We’ll start by navigating to the EMR console and clicking the Create Cluster button. That should bring us to our familiar EMR provisioning console where we can navigate to the advanced options near the top left.

We’ll select the latest EMR version (instance fleets are available for EMR versions 4.8.0 and greater, with the exception of 5.0.x) and click next.
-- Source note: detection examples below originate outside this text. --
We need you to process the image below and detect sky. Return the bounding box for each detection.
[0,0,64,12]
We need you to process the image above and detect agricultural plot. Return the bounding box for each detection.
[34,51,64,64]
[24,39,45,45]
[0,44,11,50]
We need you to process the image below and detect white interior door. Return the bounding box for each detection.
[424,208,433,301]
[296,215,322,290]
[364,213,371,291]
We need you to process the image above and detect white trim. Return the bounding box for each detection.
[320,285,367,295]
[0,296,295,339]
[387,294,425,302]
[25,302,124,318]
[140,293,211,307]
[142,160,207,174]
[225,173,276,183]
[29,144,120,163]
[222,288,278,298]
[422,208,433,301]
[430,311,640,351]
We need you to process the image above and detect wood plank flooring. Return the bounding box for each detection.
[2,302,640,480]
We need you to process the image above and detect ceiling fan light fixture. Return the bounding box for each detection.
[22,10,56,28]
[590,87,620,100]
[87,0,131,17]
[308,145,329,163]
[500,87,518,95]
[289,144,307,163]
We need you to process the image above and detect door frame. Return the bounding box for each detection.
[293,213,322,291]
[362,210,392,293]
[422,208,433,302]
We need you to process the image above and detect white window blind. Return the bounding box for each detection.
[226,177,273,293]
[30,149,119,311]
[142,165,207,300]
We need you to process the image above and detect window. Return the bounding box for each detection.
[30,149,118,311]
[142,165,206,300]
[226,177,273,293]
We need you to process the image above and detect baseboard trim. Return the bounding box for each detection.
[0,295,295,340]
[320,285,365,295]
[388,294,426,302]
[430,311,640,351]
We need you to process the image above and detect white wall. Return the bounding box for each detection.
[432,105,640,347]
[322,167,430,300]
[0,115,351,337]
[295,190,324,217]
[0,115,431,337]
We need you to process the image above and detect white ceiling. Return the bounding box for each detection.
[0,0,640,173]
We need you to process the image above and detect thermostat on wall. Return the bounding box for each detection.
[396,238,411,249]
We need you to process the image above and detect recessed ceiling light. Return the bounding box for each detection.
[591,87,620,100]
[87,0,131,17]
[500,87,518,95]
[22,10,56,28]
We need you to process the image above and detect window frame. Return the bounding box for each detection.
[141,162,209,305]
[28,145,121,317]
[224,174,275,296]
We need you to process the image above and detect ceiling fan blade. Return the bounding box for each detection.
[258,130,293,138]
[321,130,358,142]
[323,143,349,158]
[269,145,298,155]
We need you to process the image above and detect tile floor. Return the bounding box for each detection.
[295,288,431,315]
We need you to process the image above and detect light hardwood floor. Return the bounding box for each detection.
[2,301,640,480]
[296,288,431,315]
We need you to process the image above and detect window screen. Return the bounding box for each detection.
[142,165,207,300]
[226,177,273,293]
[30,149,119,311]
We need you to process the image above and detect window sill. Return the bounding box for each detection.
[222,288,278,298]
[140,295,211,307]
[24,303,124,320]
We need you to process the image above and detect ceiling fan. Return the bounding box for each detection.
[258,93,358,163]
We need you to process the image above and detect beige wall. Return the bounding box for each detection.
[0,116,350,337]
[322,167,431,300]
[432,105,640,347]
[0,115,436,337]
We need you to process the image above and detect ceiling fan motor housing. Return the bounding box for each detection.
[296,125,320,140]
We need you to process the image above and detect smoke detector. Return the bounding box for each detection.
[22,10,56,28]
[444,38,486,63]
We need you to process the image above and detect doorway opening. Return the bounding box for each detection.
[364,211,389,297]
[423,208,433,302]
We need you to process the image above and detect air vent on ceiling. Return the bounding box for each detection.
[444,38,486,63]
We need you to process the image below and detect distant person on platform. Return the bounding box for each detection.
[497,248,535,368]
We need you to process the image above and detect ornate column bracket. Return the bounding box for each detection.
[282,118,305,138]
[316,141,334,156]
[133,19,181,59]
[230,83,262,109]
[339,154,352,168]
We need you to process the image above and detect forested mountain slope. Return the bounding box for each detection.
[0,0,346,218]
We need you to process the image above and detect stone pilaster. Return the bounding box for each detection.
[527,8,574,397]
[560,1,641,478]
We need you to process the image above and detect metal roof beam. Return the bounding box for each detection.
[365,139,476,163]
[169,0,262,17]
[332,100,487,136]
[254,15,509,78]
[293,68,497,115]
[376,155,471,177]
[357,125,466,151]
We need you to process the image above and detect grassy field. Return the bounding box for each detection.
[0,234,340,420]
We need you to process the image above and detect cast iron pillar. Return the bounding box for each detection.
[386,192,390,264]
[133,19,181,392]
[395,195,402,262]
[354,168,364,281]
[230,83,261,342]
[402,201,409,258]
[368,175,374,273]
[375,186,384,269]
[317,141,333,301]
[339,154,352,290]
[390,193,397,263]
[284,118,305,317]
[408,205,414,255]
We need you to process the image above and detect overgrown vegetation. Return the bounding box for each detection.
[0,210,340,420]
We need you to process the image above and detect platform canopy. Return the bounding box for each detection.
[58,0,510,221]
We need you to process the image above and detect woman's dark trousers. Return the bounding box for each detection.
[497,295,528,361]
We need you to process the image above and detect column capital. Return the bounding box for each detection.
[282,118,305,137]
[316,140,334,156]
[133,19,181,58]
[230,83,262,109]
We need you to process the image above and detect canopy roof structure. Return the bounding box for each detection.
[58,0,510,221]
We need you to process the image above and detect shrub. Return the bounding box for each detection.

Now we get to the good stuff! We’ll select the new instance fleet option in the hardware options.
Screenshot 2017-03-09 00.30.51

Now what I want to do is modify our core group to have a couple of instance types that will satisfy the needs of my cluster.

CoreFleetScreenshot

EMR will provision capacity in each instance fleet and availability zone to meet my requirements in the most cost effective way possible. The EMR console provides an easy mapping of vCPU to weighted capacity for each instance type, making it easy to use vCPU as the capacity unit (I want 16 total vCPUs in my core fleet). If the vCPU units don’t match my criteria for weighting instance types I can change the “Target capacity” selector to include arbitrary units and define my own weights (this is how the API/CLI consume capacity units as well).

When the cluster is being provisioned if it’s unable to obtain the desired spot capacity within a user defined timeout you can have it terminate or fall back onto On-Demand instances to provision the rest of the capacity.

All this functionality for instance fleets is also available from the AWS SDKs and the CLI. Let’s take a look at how we would provision our own instance fleet.

First we’ll create our configuration json in my-fleet-config.json:

[
  {
    "Name": "MasterFleet",
    "InstanceFleetType": "MASTER",
    "TargetOnDemandCapacity": 1,
    "InstanceTypeConfigs": [{"InstanceType": "m3.xlarge"}]
  },
  {
    "Name": "CoreFleet",
    "InstanceFleetType": "CORE",
    "TargetSpotCapacity": 11,
    "TargetOnDemandCapacity": 11,
    "LaunchSpecifications": {
      "SpotSpecification": {
        "TimeoutDurationMinutes": 20,
        "TimeoutAction": "SWITCH_TO_ON_DEMAND"
      }
    },
    "InstanceTypeConfigs": [
      {
        "InstanceType": "r4.xlarge",
        "BidPriceAsPercentageOfOnDemandPrice": 50,
        "WeightedCapacity": 1
      },
      {
        "InstanceType": "r4.2xlarge",
        "BidPriceAsPercentageOfOnDemandPrice": 50,
        "WeightedCapacity": 2
      },
      {
        "InstanceType": "r4.4xlarge",
        "BidPriceAsPercentageOfOnDemandPrice": 50,
        "WeightedCapacity": 4
      }
    ]
  }
]

Now that we have our configuration we can use the AWS CLI’s ’emr’ subcommand to create a new cluster with that configuration:

aws emr create-cluster --release-label emr-5.4.0 \
--applications Name=Spark,Name=Hive,Name=Zeppelin \
--service-role EMR_DefaultRole \
--ec2-attributes InstanceProfile="EMR_EC2_DefaultRole,SubnetIds=[subnet-1143da3c,subnet-2e27c012]" \
--instance-fleets file://my-fleet-config.json

If you’re eager to get started the feature is available now at no additional cost and you can find detailed documentation to help you get started here.

Thanks to the EMR service team for their help writing this post!